When she decided to go back to school, she went online to do research, and “WGU was one of the first schools to pop up. It got good reviews, so I figured I would call them, and I liked what I found. I liked the way you could learn at your own pace.”

Because she works as a tutor in the Lindbergh district, Costa said she can’t attend traditional daytime classes, but at WGU, “without having to go to classes, I can learn at my own pace.”

“They’re very helpful in setting stuff up,” she added. “I love it because I have a mentor who calls every week to check on me and see how things are going. She’s always there to email me and for me to contact. And there also are other people I can talk to at any time. If I need them, I can call them. It’s more personalized that way.”

To Eriona Krapja, 25, a native of Albania who has been in the U.S. for 11 years and lives in St. Louis, WGU provided a schedule that made it easy for her to stay at home with her son and work on her own time.

“It’s a little challenging in the beginning,” she said, “to fully understand what you have to do and how to schedule your way around it. But once you get through the first part, it gets easier and easier. If you want to push, you can move on really quickly.”

Without lectures, she said, “it may be a letter harder because you have to memorize everything by the book. You’re on your own. You have to push yourself. Whatever you read is what you get.”

Because you need a lot of self-discipline, Costa said WGU probably isn’t a good fit for someone straight out of high school.

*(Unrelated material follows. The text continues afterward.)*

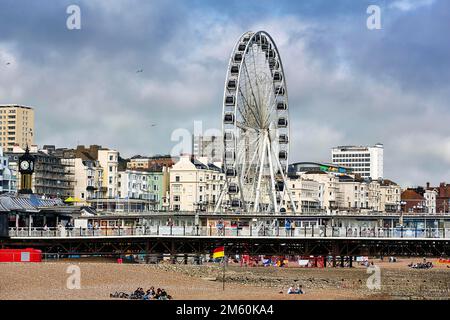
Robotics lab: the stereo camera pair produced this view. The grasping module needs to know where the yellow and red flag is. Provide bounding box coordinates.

“I would recommend having a little college experience before you start,” she said. “You have to be dedicated to doing it. When I first started, it was hard to sit down at the computer and do homework. You think of homework as opening a textbook and taking notes So somebody straight from high school would have a harder time adapting to that.

“You’re dependent on yourself. You don’t have anyone else to say they didn’t do their homework, so I won’t do mine.”

Despite that adjustment, Costa said she is totally satisfied with her WGU experience.

“I haven’t found one bad thing about it yet,” she said. “I know it’s hard to believe. I went into it not trying to find something wrong but wanting to see if it’s really true, being able to take courses online and get my bachelor’s degree, and everything has been like they said. They have been helpful and trustworthy about giving me advice on stuff.”